Eh çocuğum, şunca zamandır iyi kafa siktin, nedir derdin diyecek olursanız;

Herkes sağlıcakla kalsın bir sonraki blog yazısına dek, gibi saçma bir şekilde bağlayamadan bitiriyorum. R. insanı beni 2010 ve 2011 değerlendirmesi yapmaya Mart ayında itti. Gerçi hava çok uygun, ben biraz jingle bells dinleyeyim olmazsa...


1 Mart 2011 Salı

"Black Swan"


Uzun zamandır bir filmdeki oyunculuktan bu kadar etkilenmemiştim diyebilirim, ki film de fazlasıyla etkileyiciydi.

Ama kendisiyle ilgili olarak zaten merakım birileri tarafından cezbedilmişti. Filmi izleyen 3 kişi film biter bitmez beni arayıp "izlemen lazım" diyerek bende "allaa allaa ya, neden ben acaba, neden ben, kuğu gibi çocuk muyum da haberim mi yok?" gibi sorular yaratmışlardı.

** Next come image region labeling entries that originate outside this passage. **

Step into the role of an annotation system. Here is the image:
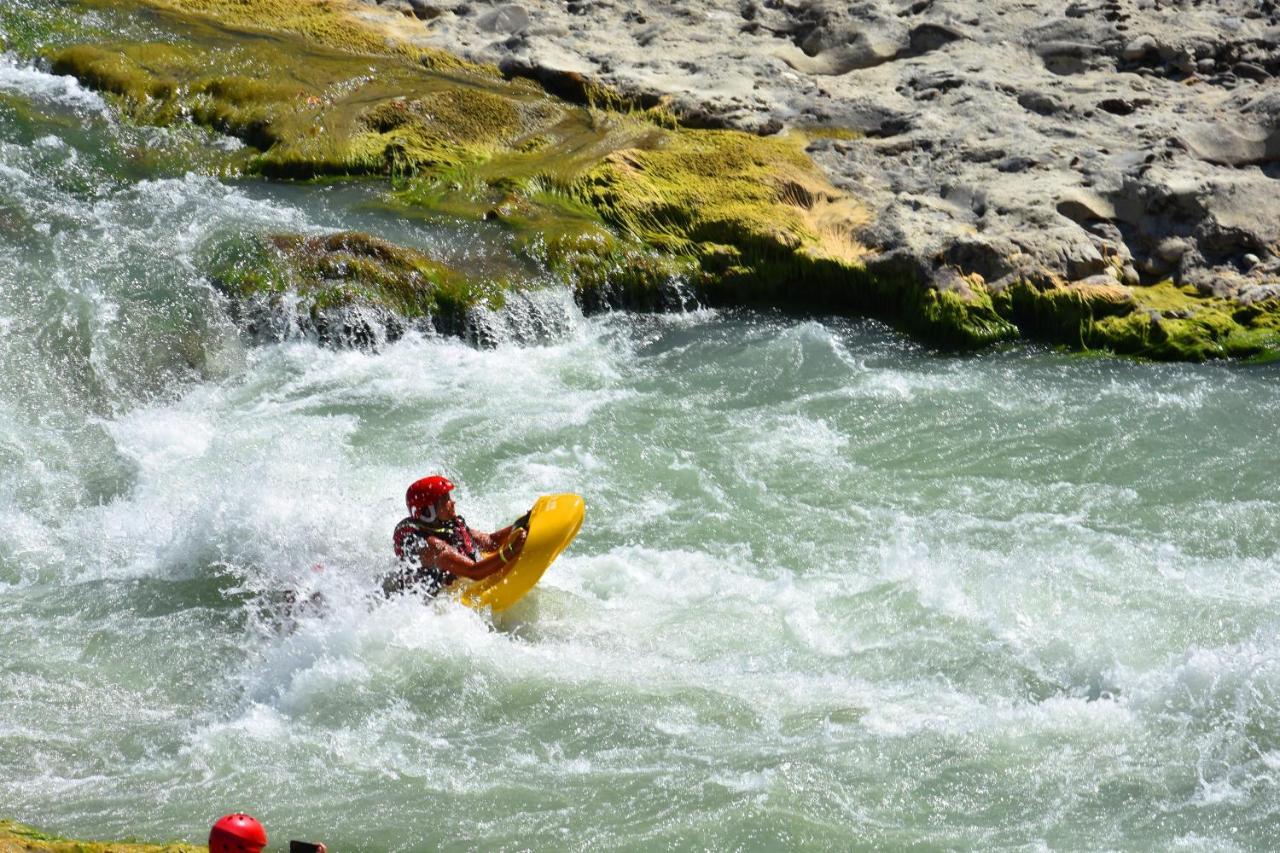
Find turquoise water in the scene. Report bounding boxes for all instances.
[0,23,1280,850]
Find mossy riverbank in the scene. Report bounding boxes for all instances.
[0,820,200,853]
[35,0,1280,360]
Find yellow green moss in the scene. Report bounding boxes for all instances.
[997,280,1280,361]
[40,0,1059,346]
[206,232,506,330]
[0,820,199,853]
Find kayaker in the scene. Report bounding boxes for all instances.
[383,475,527,596]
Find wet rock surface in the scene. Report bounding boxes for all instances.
[368,0,1280,315]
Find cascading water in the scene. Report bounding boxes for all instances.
[0,24,1280,850]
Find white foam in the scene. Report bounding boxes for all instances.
[0,54,106,114]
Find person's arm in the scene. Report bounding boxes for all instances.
[421,530,525,580]
[467,525,516,551]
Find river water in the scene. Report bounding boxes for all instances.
[0,26,1280,850]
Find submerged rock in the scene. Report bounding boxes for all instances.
[0,820,200,853]
[386,0,1280,353]
[51,0,1280,359]
[207,232,503,346]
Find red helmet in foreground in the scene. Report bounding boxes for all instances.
[209,812,266,853]
[404,475,453,515]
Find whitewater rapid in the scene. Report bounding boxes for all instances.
[0,41,1280,850]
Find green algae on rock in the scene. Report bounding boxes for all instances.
[51,0,1280,360]
[206,232,511,345]
[42,0,1007,345]
[0,820,209,853]
[996,279,1280,361]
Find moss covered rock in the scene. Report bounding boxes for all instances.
[51,0,1277,360]
[0,820,200,853]
[996,277,1280,361]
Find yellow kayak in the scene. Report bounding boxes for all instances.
[462,494,586,611]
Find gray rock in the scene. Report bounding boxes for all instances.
[1156,237,1189,264]
[355,0,1280,302]
[1120,36,1160,61]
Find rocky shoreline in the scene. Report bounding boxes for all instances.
[0,818,199,853]
[24,0,1280,360]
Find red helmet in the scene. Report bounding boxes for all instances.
[404,474,453,515]
[209,812,266,853]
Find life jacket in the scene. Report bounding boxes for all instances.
[383,515,480,596]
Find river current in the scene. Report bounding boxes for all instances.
[0,34,1280,850]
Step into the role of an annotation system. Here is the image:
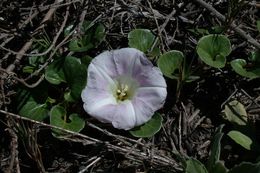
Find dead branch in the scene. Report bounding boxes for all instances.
[195,0,260,49]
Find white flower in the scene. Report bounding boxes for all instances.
[81,48,167,130]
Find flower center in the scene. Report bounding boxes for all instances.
[116,84,129,101]
[112,76,138,102]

Olayın psikolojisi, örgüsü falan çok iyi. Nina, evdeki baskıcı annesinden dolayı küçük yaşta yaşadığı kimlik bunalımının kişilik bölünmesine ve hatta sonrasında şizofrene varan yani oldurulmaya çalışılan durumundan, kızaran gözleriyle, "goosebumps" derisiyle, omzundan çıkan tüyleri ve en sonunda kanatlarıyla, tüm bu sanrılarla kurtuluyor. Tek kelimeyle ifade etmem gerekirse sanki, "aşk" uygun Nina'nın durumuna. Ya da "tutku" da anlatabilir ama tutku içinde bnulan bir süreç, gerilim gibi. O yüzden filmde de gerilimi çok güzel hissedebiliyoruz mesela. Aşksa tutkuyu zaten içeren daha geniş bir kavram oluyor, içinde elde etme isteği, dahil olma çabası, kendinle çatışmalar gibi ufak hisleri de yaşatıyor.

Hocalarımdan birisi bana bu filmi Nina'nın hırsını görmem için gönderdi, o anlaşıldı ve mesaj alındı. Sektörde kendimi ya da birilerini öldüreceğimden emin olduğu için müşteri tarafında çalışmamı söyleyen bir hocamdır kendisi, umarım yılar sonra "haklıymış" demem bu konuda, diğer dediği her konuda haklı çıkıyor birer birer çünkü.

"It's my turn!" demesi var ya hani! Müthiş!